1. Методы анализа чувства

Для анализа чувств в распоряжении исследователя имеется два метода: мы называем их методом впечатлений и методом выражений.

1 Текст составлен из фрагментов следующих источников: Вундт В. Душа человека и животных. Т. 2. СПб., 1866. С. 32-35, 40-44 / Пер. с нем. Е. К. Кемница; Вундт В-Основы физиологической психологии. Т. 2. Гл. XI. С. 327-328, 351-358, 419-421 (с сокращ.).

80

Уже сама эта двойственность их характерна для центрального положения занимаемого чувствами в душевной жизни. С одной стороны, к чувствам применяется тот же метод впечатлений, что и к ощущениям и к представлениям, с тою лишь разницей, что экспериментальный анализ послед­них вообще знает только один прием: произвольную вариацию содержаний сознания с помощью внешних раздражений. При анализе же чувств этот метод дополняется другим, идущим обратно — от внутреннего к внешнему. К определенным субъективно воспринятым чувствам подыскиваются со­провождающие физические явления, которые могли бы иметь значение более или менее постоянных правильных симптомов этих чувств.
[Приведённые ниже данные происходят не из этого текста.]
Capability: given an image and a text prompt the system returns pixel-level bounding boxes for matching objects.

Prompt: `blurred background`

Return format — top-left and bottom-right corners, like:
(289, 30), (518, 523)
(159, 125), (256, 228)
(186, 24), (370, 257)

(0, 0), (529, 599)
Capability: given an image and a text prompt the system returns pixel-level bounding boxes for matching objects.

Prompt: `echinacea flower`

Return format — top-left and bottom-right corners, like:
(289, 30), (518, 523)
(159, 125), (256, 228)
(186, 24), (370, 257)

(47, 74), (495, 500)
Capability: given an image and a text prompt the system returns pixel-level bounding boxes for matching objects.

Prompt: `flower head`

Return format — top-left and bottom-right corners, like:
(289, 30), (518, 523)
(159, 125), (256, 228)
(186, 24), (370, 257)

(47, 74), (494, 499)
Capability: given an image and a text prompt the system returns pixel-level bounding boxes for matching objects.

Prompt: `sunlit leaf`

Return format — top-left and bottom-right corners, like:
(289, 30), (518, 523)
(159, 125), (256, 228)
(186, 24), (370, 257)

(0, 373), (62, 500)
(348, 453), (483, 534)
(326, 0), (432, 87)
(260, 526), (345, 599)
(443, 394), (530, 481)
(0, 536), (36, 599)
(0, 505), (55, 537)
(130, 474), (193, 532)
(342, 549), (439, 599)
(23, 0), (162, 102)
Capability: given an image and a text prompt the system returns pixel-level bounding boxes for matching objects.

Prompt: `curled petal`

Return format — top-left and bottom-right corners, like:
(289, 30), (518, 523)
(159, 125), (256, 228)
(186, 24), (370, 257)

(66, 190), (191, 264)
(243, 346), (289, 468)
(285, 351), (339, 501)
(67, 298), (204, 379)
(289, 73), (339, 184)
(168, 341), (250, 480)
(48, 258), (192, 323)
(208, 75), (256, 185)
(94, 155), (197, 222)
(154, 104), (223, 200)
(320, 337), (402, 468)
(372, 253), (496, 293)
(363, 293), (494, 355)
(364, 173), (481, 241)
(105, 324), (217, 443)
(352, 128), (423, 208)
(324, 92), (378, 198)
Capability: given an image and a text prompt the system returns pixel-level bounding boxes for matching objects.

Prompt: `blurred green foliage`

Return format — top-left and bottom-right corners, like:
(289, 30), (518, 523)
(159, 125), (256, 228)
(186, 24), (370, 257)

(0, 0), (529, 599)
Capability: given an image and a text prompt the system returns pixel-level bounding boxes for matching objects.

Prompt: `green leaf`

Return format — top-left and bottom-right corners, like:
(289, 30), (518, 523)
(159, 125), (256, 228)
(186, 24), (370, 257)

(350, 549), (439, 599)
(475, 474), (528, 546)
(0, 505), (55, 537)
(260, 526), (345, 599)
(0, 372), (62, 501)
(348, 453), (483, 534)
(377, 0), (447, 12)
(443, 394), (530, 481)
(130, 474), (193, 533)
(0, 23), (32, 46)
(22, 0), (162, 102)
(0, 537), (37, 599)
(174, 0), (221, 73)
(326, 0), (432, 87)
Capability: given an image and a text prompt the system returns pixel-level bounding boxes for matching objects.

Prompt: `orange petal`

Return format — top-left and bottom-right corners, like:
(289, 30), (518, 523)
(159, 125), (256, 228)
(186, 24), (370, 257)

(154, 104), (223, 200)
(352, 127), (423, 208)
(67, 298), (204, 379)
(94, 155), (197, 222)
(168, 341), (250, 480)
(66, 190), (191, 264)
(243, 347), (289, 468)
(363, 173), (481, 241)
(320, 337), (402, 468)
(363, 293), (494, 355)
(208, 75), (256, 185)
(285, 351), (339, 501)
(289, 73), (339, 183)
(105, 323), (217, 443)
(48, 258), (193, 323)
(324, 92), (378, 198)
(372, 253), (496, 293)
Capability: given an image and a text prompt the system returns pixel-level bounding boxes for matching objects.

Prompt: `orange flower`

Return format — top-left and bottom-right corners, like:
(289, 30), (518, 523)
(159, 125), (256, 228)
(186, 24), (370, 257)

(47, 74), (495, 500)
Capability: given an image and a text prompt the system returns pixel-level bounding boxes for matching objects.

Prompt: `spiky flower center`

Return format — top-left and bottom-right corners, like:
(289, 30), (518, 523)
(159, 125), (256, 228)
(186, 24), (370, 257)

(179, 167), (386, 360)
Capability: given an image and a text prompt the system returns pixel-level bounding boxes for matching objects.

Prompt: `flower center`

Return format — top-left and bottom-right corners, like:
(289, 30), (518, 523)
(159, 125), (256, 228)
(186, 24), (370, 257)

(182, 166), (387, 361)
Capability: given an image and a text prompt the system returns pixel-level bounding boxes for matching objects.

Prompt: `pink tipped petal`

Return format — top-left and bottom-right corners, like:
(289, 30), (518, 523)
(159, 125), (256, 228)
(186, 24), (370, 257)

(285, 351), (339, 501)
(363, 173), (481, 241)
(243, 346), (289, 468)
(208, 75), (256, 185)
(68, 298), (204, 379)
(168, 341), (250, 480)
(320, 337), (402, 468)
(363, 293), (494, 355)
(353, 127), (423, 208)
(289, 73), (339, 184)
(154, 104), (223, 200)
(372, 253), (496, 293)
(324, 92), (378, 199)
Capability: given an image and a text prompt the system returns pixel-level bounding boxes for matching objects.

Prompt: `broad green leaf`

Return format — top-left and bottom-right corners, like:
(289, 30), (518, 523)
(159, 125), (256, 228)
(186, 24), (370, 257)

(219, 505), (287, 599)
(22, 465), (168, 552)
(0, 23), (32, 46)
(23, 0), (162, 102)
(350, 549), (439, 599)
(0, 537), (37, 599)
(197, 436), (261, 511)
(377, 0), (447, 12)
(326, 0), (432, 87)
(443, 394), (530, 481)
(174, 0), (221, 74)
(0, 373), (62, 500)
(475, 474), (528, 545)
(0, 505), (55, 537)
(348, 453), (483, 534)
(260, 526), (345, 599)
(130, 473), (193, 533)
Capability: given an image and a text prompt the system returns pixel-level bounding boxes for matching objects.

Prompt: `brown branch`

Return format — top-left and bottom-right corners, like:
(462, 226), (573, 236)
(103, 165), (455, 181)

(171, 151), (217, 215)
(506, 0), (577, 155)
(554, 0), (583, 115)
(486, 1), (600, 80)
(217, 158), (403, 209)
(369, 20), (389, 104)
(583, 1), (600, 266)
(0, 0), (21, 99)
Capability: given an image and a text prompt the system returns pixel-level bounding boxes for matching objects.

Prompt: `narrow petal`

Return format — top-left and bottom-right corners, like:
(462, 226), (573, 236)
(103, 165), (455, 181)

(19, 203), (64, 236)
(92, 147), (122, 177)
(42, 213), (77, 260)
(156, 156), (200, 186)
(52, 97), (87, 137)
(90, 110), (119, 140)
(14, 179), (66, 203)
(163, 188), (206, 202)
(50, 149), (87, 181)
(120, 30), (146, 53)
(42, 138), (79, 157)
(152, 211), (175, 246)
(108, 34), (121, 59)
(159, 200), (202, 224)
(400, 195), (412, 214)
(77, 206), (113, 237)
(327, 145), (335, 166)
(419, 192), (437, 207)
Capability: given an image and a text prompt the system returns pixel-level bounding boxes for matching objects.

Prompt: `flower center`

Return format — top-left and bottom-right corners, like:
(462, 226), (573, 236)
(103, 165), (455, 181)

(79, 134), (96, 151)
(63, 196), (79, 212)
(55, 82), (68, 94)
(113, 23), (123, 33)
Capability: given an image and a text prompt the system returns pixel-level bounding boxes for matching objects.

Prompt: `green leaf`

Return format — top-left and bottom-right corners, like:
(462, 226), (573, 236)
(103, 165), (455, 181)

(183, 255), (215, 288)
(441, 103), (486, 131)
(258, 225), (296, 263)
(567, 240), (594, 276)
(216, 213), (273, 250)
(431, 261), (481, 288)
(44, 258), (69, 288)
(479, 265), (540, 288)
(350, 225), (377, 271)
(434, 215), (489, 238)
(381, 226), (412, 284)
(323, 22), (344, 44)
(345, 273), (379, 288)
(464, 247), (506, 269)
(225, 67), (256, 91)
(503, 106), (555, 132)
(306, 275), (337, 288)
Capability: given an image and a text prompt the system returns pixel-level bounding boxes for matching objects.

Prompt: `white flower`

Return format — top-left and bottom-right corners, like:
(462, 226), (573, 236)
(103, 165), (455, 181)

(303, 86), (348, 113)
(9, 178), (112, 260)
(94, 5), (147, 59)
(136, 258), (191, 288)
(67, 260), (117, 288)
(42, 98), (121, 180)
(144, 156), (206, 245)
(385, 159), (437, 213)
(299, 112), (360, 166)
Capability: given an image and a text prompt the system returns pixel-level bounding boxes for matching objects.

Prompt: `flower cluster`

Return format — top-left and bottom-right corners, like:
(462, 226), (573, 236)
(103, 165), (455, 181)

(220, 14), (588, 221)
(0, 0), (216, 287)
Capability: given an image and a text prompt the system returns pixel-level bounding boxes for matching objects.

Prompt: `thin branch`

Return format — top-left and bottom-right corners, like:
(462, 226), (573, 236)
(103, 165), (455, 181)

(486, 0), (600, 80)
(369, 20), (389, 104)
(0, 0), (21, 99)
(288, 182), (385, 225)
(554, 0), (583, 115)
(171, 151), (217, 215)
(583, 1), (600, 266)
Оба этих метода — методы «психофизические», поскольку имеют в виду анализ пси­хических явлений, но для достижения этой цели нуждаются в физических вспомогательных средствах: метод впечатлений — во внешних раздражени­ях, метод выражений — в известных телесных симптомах. Первый из этих методов, естественно, первичный. Только он может приводить к опреде­ленным результатам сам по себе, без всякой помощи. Метод выражений всегда предполагает уже знание соответственных субъективных явлений, анализ которых относится к области первого метода1.

2. Основные формы чувств

Подвергнем наши внешние чувства раздражениям различного качества и силы, следуя общему принципу «метода впечатлений». Если мы ограничимся при этом сначала теми областями внешних чувств, в которых, как видно уже из многочисленных случайных наблюдений, впечатления сопровождаются особенно сильными эмоциональными реакциями, т. е., если будем иметь в виду только области кожных и общих, обонятельных и вкусовых ощущений, то нам бросятся в глаза прежде всего две формы чув­ства: удовольствие и неудовольствие. Между ними, в виде индифферентной середины, находится, по-видимому, состояние, свободное от чувства, вос­принимаемое нами при безразличных впечатлениях. Действительно, возь­мем ряд таких впечатлений, как приятная теплота при умеренном повышении температуры в охлажденном органе осязательных ощущений; воз­буждение мускулов при не требующей напряжения работе; легкое ощущение щекотки при известных слабых кожных ощущениях; наконец, целый ряд обонятельных раздражений, поскольку они действуют не слишком Долго и не слишком интенсивно, например эфирные, ароматические, бальзамические запахи; из ощущений вкуса — сладкое.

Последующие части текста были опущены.